Anandtech’s Dr. Ian Cutress, aka the Chip Whisperer, recently published a look at the custom Elbrus VLIW design that’s been used in Russian computers for years. Documentation on this architecture has been scarce, given that it was hard to get hands-on time with a system outside of Russia. But recently published online documentation spreads some new light.
The design seems to have its roots in the SPARC architecture, and uses a compiler-focused design, meaning optimizations are at the compiler, rather than silicon level. I trust Dr. Cutress knows far more than I’ll ever know about chip design, but given it’s VLIW approach, x86 binary translation, and compiler optimizations, it also sounds a lot like the approach to chip design Transmeta used many years ago.

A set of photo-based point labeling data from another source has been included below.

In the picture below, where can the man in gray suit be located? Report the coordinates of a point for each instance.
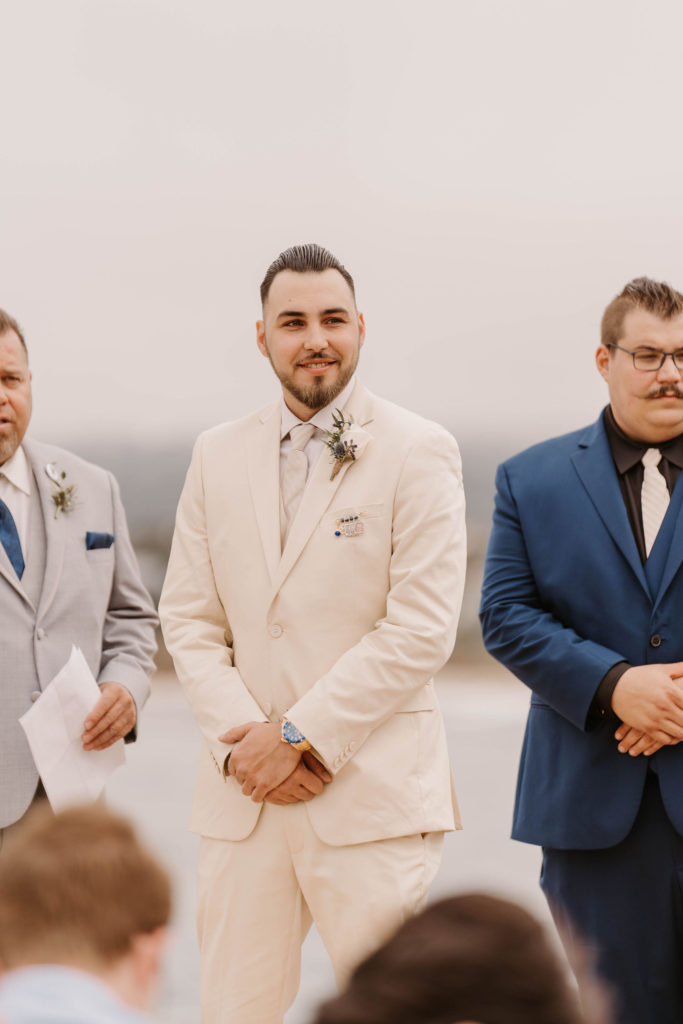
(68, 576)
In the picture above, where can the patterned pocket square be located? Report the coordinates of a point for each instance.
(93, 541)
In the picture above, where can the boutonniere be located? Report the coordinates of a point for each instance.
(63, 497)
(345, 442)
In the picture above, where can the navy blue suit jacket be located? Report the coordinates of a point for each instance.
(565, 597)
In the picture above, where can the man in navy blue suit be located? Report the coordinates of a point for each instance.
(583, 600)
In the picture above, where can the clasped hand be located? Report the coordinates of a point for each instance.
(269, 770)
(648, 698)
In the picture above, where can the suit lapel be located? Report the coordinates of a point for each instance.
(321, 489)
(55, 537)
(9, 574)
(263, 470)
(675, 554)
(595, 467)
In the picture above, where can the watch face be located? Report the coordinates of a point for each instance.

As trade tensions create uncertainty with supply chains, it appears these state-sponsored chip designs may become increasingly common. While not a full custom solution, we’ve already seen China partner (through a bizarre series of subsidiaries) with AMD on the x86-based Hygon Dhyana chips. The combination of a lack of documentation, investment of state dollars, and the ability to design and program against a specific piece of silicon might have some distinct advantages for state organizations. As a fan of open ecosystems and documentation, I can’t say that I’m thrilled by this direction. But clearly we’re seeing a trend to custom silicon.